Święta, święta i po świętach… Jak zwykle w styczniu siłownie i sale fitness pełne są zmotywowanych poświątecznymi oponkami kwadransowych sportowców, a blog wypełnione po brzegi fit sałatkami.
Ale ja mówię stanowczo nie suchej sałacie z kurczakiem i fit budyniom z kalafiora. W zimie (szczególnie tak białej jak teraz) mam ochotę zaszyć się pod kocem i jeść miski gorących i kremowych, pożywnych dań, które przyniosą ukojenie przejedzonym kiszkom.
Dlatego dziś – zapomniany klasyk – ryż zapiekany w mleku z cynamonem. Pieczony z całymi laskami cynamonu i goździkami wypełnia dom korzennym aromatem.

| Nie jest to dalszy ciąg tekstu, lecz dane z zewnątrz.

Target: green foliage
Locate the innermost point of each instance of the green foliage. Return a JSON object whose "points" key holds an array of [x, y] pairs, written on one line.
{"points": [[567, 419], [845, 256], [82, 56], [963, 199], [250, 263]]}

Za to mleczko kokosowe dodaje kremowości i odrobinę tłuszczyku, który wcale nie odłoży się na brzuchu!
Składniki:
- 100 g białego ryżu
- 1 puszka (400 ml) mleczka kokosowego
- 400 ml wody lub mleka roślinnego
- 4 łyżki syropu klonowego
- 2 laski cynamonu i 5 goździków
- 1/2 łyżeczki pasty waniliowej
- 1 łyżeczka oleju kokosowego
Przygotowanie:
- Piekarnik rozgrzać do 160°C.
- Do prostokątnego naczynia żaroodpornego wsypać ryż, mleczko i wodę, syrop klonowy oraz przyprawy.
- Wymieszać dokładnie, przykryć folią aluminiową (lub pokrywką) i zapiekać przez 45 minut.
- Po 45 minutach zdjąć folię, przemieszać ryż i piec bez przykrycia jeszcze przez 30 minut.
- Ryż wyjąć, polać łyżeczką oleju i wymieszać delikatnie.
- Piec jeszcze 5-10 minut.
- Podawać gorący lub schłodzony, z cynamonem i ulubionymi owocami, np. bananem, granatem.